Codebeamer ships semantic search later this month — find “headlamp” even if it is called something else in in German — plus highly automated delta merging for parallel requirements branches, which Mark Simpson, ALM product VP, framed as bringing source-code-grade configuration management to requirements.

Arena‘s Alan Goodrich showed AI features that toggle on per workspace and reach all 1,500 customers simultaneously, including an assistant that audited his own workspace configuration and produced a prioritized remediation roadmap.

ServiceMax is building voice-driven work documentation — technicians narrate what they did, and the AI populates the compliant forms.

Awards, Astronauts and an Ocean Crossing

PTC closed day one by honoring three customers: Johnson & Johnson MedTech took the Blueprint for Success award for its Creo/Windchill-based transformation; Leidos won the Liftoff award for consolidating three PLM systems into one Windchill environment and migrating 1,700-plus users; and the Vanguard award went to a longtime Onshape customer for reinventing its design process on cloud-native CAD.

The day-two customer panel was the event’s quiet gem. Trish Nicoli, NASA’s digital engineering deputy program manager, described how Windchill-anchored digital engineering let NASA assess post-launch damage from Artemis II and roll back the mobile launch platform in 17 days — “significantly faster than we’ve ever been able to roll back before.” Asked about competition, she didn’t name Blue Origin or SpaceX specifically except to acknowledge their domestic and other “Partners. Our competition is China. China does complete engineering projects in three to five years.”

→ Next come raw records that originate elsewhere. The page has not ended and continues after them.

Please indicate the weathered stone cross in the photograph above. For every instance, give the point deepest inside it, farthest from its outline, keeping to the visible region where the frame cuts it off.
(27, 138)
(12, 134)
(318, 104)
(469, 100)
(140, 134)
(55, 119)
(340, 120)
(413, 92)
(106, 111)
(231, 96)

Guillermo Villa, head of R&D digital transformation at Johnson & Johnson, who consolidated 37 PLM systems and 28 ERPs, swam upstream of commonly held principles of consensus. “Compromise and consensus is a bad thing. Being more directive and not giving people a choice really is the right approach.”

The closer was Kevin Gaskell, the former group CEO of Porsche GB, BMW GB, and Lamborghini GB, who turned around Porsche’s UK business from dead last — 32nd of 32 brands in customer satisfaction, three years of unsold inventory hidden on airfields — to number one in four years. Gaskell, whose team recently rowed from California to Hawaii, beating the world record by 20 days (his goal was to beat it by 10), delivered an hour on leadership that hit the spot. The motivation speaker is normally early in a conference, and I was not initially in the mood to be motivated. But over the course of the presentation, I was enthralled.

His framework — commit, connect, create — boiled down to one usable sentence: “Business as usual needs to be change as usual.”

Credit to Dirk Schart and PTC for a show well done.